Working the forge comes naturally – the area of Bree is in dire need of someone with his particular skill set, and finding work isn't hard at all. The men don't ask any questions, and in turn, he provides them with quick, solid results for an agreeable wage. He enjoys it even – returns home bone-deep weary, but sleep comes more easily, and he feels himself gaining strength. He likes the traveling, passing through the lands of the hobbits and further into the villages of men.

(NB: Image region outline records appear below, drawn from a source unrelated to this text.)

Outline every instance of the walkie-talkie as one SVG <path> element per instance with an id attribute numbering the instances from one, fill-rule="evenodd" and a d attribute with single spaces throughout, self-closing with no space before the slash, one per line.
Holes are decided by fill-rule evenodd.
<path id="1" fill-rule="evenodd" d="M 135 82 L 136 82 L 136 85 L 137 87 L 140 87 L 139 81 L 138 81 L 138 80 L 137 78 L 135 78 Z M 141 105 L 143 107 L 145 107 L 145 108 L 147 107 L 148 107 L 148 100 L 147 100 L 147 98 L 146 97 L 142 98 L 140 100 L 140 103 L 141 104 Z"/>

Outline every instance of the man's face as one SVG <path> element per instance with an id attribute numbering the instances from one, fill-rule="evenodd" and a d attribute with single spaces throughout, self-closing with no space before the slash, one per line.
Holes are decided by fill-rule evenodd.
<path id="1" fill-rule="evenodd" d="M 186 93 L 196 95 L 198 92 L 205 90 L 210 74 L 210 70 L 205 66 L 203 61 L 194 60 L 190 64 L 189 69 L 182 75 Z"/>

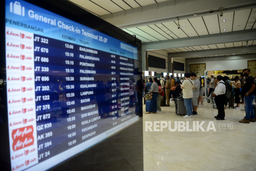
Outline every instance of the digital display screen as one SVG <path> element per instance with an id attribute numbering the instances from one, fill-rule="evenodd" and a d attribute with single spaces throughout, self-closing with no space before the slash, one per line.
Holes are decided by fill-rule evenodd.
<path id="1" fill-rule="evenodd" d="M 137 48 L 23 1 L 5 8 L 12 170 L 47 170 L 138 120 Z"/>

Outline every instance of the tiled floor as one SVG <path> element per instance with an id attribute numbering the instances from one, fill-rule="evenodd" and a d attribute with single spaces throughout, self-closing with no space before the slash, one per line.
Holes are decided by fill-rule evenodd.
<path id="1" fill-rule="evenodd" d="M 239 123 L 245 115 L 243 105 L 240 109 L 228 108 L 225 120 L 218 121 L 213 118 L 217 109 L 212 103 L 204 103 L 198 116 L 191 119 L 175 115 L 174 102 L 157 114 L 144 114 L 143 105 L 144 171 L 256 170 L 256 122 Z M 192 121 L 204 121 L 205 130 L 213 121 L 216 131 L 171 132 L 168 127 L 162 132 L 145 131 L 145 121 L 171 121 L 172 128 L 174 121 L 189 121 L 191 129 Z M 226 128 L 232 123 L 233 129 L 218 129 L 220 123 L 222 128 L 222 124 Z"/>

Everything is warmer here, the air fresher, the sky dotted with more stars, or so it seems.

 

It comes one autumn morning as he's working on the particularly mundane task of beating an old sword back into shape – he moves the white-hot weapon over to the water barrel to cool it off, and the second the steam rises, a sharp pang of pain shoots from his heart to his wrist, so powerful that he cries out, drops the sword into the water, and his hands scramble on the edge of the work bench nearby in desperate search for support as he doubles over. He tries to breathe, but his lungs are constricting as if he's being strangled, the pain quickly becoming unbearable, and he tries to cough it away, tries beating his fist flat against his chest, but nothing is helping.

He dismisses the other blacksmith demanding to know what's wrong, and stumbles out of the smithy, the cold morning air yet another shock as it hits him in the face. He supports himself on the wall in the back yard and groans through every laborious intake of breath, eyes welling with tears. He lets his knees give way and slumps on the ground, his breathing still erratic, and almost deliriously, he checks his hands and arms for burns, because he has absolutely no idea what happened just then. A coughing fit seizes him and he bends over, quite undignified, fingers digging into the short tufts of dry grass and the dirt, tears now streaming down his face, and that's when he sees it – Frerin's old gift pouch has fallen out from behind his tunic where he kept it, the string tying the opening loose now, the wooden bear figurine peeking out, and he _understands._ Cradling it in his hands almost carefully, he sits back, his coughing ceasing eventually, but the tears keep coming. His throat is utterly hoarse, but his groans of pain turn into laughter – he can't stop it, it bubbles up and overwhelms him, and he flings his head back, resting against the wall, and he laughs and cries, making a feeble attempt to muffle it by burying his face in the crook of his elbow, but the thrill, the rush, is too much – it's like the adrenaline of dealing the lethal blow a fraction of a second before your enemy does; it's the delicious breathlessness of sparring for too long on the training grounds and emerging exhausted but victorious, and each new inhale, deep and thirsty now, sets his blood ablaze, his heart hammering against his ribcage, his knuckles white as he squeezes Frerin's gift in his fist.

He didn't think it would ever come, but it did, and it's glorious, and at once, he knows all the descriptions of the longing to be true – it's the last missing piece of him snapping into place, it's an open wound he didn't know he had finally healing, it's his lungs and heart growing larger, capable of pumping blood and air more powerfully than ever. It's the relief of a long, dreamless sleep, and the warmth of an earnest embrace. It's a new hope and a promise of something else waiting for him somewhere in the world, and he all but jumps to his feet, almost ready to leave Bree behind and run and run until he finds his One. He remembers his brother's words, _“Perhaps he or she is not in this world yet,”_ and he knows Frerin was right, and he wishes he could tell him it's today. Today his One was born, and it's ridiculous really, how long it took! He is almost one hundred and forty years old, and is now marveling at how he was able to survive for so long without this... this. Without smiling properly. Without _laughing._ Without hope.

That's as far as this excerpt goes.